De ondergang van Babel
1De last over Babel, die Jesaja, de zoon van Amoz, gezien heeft.
2Hef op een kale berg een banier omhoog,
verhef uw stem tegen hen,
wenk met de hand, zodat zij binnentrekken
door de poorten van de edelen.
3Ík heb opdracht gegeven
aan Mijn geheiligden;
ook heb Ik Mijn helden opgeroepen om Mijn toorn uit te voeren
– zij die uitgelaten zijn over Mijn majesteit.
4Hoor, rumoer op de bergen,
als van veel volk.
Hoor, gedruis van koninkrijken,
van verzamelde heidenvolken;
de HEERE van de legermachten monstert
de krijgsmacht.
5Zij komen eraan, uit een ver land,
van het einde van de hemel:
de HEERE en de instrumenten van Zijn gramschap,
om heel het land te gronde te richten.
6Weeklaag, want de dag van de HEERE is nabij;
als een verwoesting van de Almachtige komt hij.
7Daarom zullen alle handen slap worden
en elk hart van stervelingen zal wegsmelten.
8En zij zullen verschrikt worden,
smarten en weeën zullen hen aangrijpen,
zij zullen ineenkrimpen als een barende vrouw.

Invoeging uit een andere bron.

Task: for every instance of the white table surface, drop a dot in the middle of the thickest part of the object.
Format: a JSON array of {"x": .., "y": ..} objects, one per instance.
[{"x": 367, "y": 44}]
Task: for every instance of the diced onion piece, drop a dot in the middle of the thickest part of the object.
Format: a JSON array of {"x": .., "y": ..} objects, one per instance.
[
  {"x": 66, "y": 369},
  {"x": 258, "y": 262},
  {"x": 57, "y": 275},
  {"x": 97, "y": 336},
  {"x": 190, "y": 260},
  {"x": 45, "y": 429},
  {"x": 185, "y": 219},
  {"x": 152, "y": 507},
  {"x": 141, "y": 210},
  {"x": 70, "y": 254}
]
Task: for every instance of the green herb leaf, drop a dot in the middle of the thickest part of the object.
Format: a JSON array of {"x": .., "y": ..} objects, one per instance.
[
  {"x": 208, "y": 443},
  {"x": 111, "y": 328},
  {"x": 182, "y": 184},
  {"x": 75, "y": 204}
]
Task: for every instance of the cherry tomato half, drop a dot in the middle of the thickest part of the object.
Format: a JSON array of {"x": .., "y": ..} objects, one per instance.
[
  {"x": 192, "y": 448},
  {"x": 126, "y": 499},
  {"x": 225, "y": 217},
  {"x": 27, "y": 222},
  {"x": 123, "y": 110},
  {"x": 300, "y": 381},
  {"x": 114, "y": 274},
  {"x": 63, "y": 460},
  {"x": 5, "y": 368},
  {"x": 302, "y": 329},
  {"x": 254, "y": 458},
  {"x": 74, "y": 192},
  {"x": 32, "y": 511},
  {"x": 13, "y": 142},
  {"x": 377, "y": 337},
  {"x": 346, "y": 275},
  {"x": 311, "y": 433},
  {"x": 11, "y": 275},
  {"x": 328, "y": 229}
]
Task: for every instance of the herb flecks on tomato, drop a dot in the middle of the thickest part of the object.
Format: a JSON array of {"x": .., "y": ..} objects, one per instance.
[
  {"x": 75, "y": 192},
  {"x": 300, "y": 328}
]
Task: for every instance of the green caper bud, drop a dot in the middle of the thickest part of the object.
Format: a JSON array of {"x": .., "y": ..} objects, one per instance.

Verbijsterd zullen zij elkaar aanstaren,
hun gezichten zullen vlammen.
9Zie, de dag van de HEERE komt, meedogenloos,
met verbolgenheid en brandende toorn,
om van het land een woestenij te maken
en zijn zondaars eruit weg te vagen.
10Ja, de sterren aan de hemel en hun sterrenbeelden
zullen hun licht niet laten schijnen,
de zon zal verduisterd worden wanneer zij opkomt,
en de maan zal haar licht niet laten schijnen.
11Ik zal de wereld haar slechtheid vergelden,
en de goddelozen hun ongerechtigheid.
Ik zal de trots van de hoogmoedigen doen ophouden,
en de hooghartigheid van de geweldplegers zal Ik vernederen.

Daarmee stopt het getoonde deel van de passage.